SkinnyGeek1010 · September 5, 2016, 9:25pm

I think it’ll be plenty fast if you’re using Apollo. Just turn off any publications IMHO. One really nice part is that if you’re using Apollo you can keep the frontend the same and if you need to, just rebuild the backend with a GraphQL endpoint and no frontend code has to change.

[quote="k4r1m, post:11, topic:26615, full:true"] so you d recommend me to switch to c++, GO or one of the metioned langs for the backend-system? - isn't that kinda "overload" for an webapplication? [/quote]

For a normal web application, for most use cases yes, it’s overkill. Trading platforms are ruthless as people can build systems to take advantage of latencies by putting their trade in sooner than anyone else. I know some of them that go so low level that assembly is too slow (very niche obviously and billion dollar companies) and pay extra to be closer to the fiber of the trading platform (these are high frequency trading but you get my point).

However, if you are looking for the lowest latency (especially low latency on high load) then any Node/Ruby/Python is going to be objectively slower. For instance with Erlang/Elixir I can get a ~65ms response from west coast to east coast on Heroku accessing a database on Compose (same data center) which is on the edge of the fiber speeds from SF to NY. The actual latency of the request locally was ~2ms. On dedicated hardware without a cached database query it’s in the microseconds, but the DB is the bottleneck typically.

So if average latencies for requests is acceptable then Node will be just fine.

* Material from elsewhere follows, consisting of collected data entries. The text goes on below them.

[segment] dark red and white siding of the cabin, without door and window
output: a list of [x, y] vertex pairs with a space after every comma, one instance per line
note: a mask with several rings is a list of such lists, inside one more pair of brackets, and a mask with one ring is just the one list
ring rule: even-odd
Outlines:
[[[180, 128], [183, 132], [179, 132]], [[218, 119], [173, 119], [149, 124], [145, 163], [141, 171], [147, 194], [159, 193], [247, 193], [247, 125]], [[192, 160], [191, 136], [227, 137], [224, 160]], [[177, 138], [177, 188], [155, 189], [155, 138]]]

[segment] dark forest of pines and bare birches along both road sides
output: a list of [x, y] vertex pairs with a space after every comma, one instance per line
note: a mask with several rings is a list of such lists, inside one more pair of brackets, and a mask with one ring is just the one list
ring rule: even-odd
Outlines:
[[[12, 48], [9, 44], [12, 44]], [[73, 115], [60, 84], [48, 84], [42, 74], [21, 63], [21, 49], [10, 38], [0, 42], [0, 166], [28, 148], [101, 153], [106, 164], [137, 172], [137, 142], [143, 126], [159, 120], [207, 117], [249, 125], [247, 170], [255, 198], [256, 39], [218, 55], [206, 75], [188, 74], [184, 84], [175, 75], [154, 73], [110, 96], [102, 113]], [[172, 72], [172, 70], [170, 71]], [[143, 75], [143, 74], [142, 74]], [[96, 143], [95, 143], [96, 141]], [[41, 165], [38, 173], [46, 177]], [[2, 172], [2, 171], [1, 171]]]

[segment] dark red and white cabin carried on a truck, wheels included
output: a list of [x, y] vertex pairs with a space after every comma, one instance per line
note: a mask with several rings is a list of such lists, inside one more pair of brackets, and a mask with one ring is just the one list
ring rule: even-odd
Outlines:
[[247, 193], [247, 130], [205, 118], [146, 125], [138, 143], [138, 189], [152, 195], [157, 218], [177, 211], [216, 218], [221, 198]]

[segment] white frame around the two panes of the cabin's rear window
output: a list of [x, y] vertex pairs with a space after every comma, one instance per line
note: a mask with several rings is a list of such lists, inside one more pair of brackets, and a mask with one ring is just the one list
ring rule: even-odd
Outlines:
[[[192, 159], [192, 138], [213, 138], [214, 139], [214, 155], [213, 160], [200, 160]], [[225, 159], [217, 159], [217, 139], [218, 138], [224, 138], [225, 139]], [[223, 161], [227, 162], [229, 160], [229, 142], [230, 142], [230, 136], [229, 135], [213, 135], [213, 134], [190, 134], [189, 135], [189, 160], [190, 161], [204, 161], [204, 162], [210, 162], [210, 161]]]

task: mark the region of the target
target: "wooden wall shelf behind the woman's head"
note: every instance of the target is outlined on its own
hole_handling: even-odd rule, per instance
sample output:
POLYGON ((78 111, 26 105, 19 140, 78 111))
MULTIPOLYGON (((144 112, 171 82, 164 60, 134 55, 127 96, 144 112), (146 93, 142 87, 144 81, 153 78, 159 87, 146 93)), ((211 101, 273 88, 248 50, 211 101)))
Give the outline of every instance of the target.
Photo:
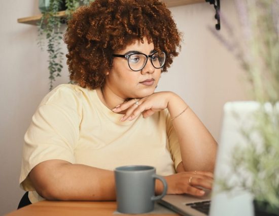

At any rate if you’re only serving 3000 concurrent users you will be more than able to do that with your dedicated box (assuming you spawn a meteor server for each core). I would test it out with https://www.blitz.io … you basically make a curl request thousands of times to see how many you can keep up with before you drop requests. From what i’ve experienced you need to keep the Node server around 50% (measured with htop) before it starts to slowly randomly drop requests. A test using the same data with the BEAM vm (via Elixir) could hold up to 95-98% CPU before it would start dropping and the slowing a few ms down (though it’s designed to do this so not as surprising). Having plenty of overhead on the Node cluster would solve that though.

rhywden · September 5, 2016, 9:53pm

Assembly too slow. Right.

What are they doing, creating machine code in binary by hand?

SkinnyGeek1010 · September 6, 2016, 6:08am

Just to clarify, when I was talking about assembly being too slow I was talking about one (far) end of the spectrum of trading latency, I don’t think this applies to your project directly as it’s not high frequency.

Anyhow, I can’t remember the details but a Google engineer was telling me about how some of the big traders use things like Field programmable gate arrays on hardware switches to drop the latency even more (these are also the people who move closer to the exchange)

I guess the concept is to be able to get the trading data before everyone else and make a trade based on that data before anyone else has time to react.